Hmmm... 200 miles isn't enough for the traveling I do, and I don't have a garage, so I don't know where I'd put a charger. I don't imagine stringing an extension cord out to the curb and leaving it all night would be very practical. Well, I've never had the interest or money to be an "early adopter" of tech. But change happens fast. Hopefully in a few more years, EVs will be so much the norm that a lot of these things will be worked out ...and maybe the price on used ones will be within my budget.

Getting back to the original direction of this thread, apparently the idea of battery exchange stations has been considered, tried, and so far, _rejected_ for a variety of reasons, not the least of which is that different manufacturers can't agree on a common design, as well as the fact that people like to outright_ own_ their stuff ...right down to the batteries in their cars. Saw a clip where Elon Musk said that.

Still, I always wondered why EV designers never considered a universal and _standardized portable battery pack_ for all EVs that could be used to extend range or allow a discharged vehicle to continue on to the next charging station. 

You know, something any AAA tow truck could deliver if you got stranded, just like carrying a spare gas can for gasoline powered cars. For people that travel a lot off the beaten path or who live in the boondies, something like that would make a lot of sense.

We are still very early in our transition to EVs, though. I suspect a lot of these things will develop organically over time in response to demand.


----------



## Dirty Dog (Apr 23, 2022)

geezer said:


> Hmmm... 200 miles isn't enough for the traveling I do, and I don't have a garage, so I don't know where I'd put a charger. I don't imagine stringing an extension cord out to the curb and leaving it all night would be very practical. Well, I've never had the interest or money to be an "early adopter" of tech. But change happens fast. Hopefully in a few more years, EVs will be so much the norm that a lot of these things will be worked out ...and maybe the price on used ones will be within my budget.

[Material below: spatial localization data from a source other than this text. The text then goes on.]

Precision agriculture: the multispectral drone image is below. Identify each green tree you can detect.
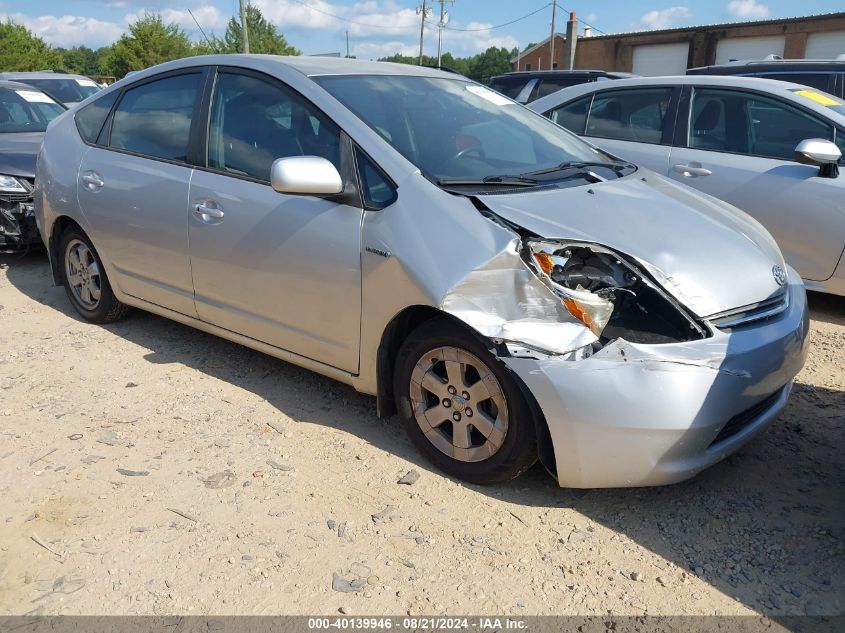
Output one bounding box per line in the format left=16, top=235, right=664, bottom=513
left=213, top=4, right=298, bottom=55
left=57, top=46, right=99, bottom=75
left=103, top=12, right=193, bottom=79
left=466, top=47, right=516, bottom=84
left=0, top=20, right=61, bottom=71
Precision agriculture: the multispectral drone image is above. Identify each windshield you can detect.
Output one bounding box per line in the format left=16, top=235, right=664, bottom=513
left=0, top=87, right=64, bottom=133
left=316, top=75, right=621, bottom=186
left=19, top=78, right=100, bottom=103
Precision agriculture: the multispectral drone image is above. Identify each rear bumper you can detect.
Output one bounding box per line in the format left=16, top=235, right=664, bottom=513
left=504, top=269, right=810, bottom=488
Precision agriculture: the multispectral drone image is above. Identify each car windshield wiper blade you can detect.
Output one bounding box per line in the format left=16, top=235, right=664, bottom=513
left=437, top=175, right=539, bottom=187
left=525, top=161, right=631, bottom=177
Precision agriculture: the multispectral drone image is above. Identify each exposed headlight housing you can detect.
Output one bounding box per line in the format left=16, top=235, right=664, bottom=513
left=523, top=240, right=707, bottom=345
left=0, top=175, right=28, bottom=194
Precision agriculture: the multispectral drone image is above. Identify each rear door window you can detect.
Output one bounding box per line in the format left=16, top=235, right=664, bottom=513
left=586, top=88, right=673, bottom=144
left=548, top=95, right=591, bottom=134
left=109, top=73, right=202, bottom=162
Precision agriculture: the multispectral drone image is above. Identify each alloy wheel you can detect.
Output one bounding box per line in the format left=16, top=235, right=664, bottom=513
left=65, top=239, right=102, bottom=309
left=409, top=346, right=509, bottom=462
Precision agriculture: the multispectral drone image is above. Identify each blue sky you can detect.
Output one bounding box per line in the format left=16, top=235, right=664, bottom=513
left=0, top=0, right=839, bottom=58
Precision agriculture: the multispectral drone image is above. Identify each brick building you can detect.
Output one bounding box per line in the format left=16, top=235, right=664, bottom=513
left=512, top=12, right=845, bottom=75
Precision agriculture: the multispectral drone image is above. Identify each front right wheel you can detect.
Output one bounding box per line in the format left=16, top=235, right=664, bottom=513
left=393, top=318, right=537, bottom=484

Bury a line out to where you park and put a box on it. One of those weather-proof outlets like RV owners use. 
I agree that EV is the wave of the future, but the infrastructure needs a lot of development. The same thing was no doubt true when ICE vehicles were new.


geezer said:


> Getting back to the original direction of this thread, apparently the idea of battery exchange stations has been considered, tried, and so far, _rejected_ for a variety of reasons, not the least of which is that different manufacturers can't agree on a common design, as well as the fact that people like to outright_ own_ their stuff ...right down to the batteries in their cars. Saw a clip where Elon Musk said that.
> 
> Still, I always wondered why EV designers never considered a universal and _standardized portable battery pack_ for all EVs that could be used to extend range or allow a discharged vehicle to continue on to the next charging station.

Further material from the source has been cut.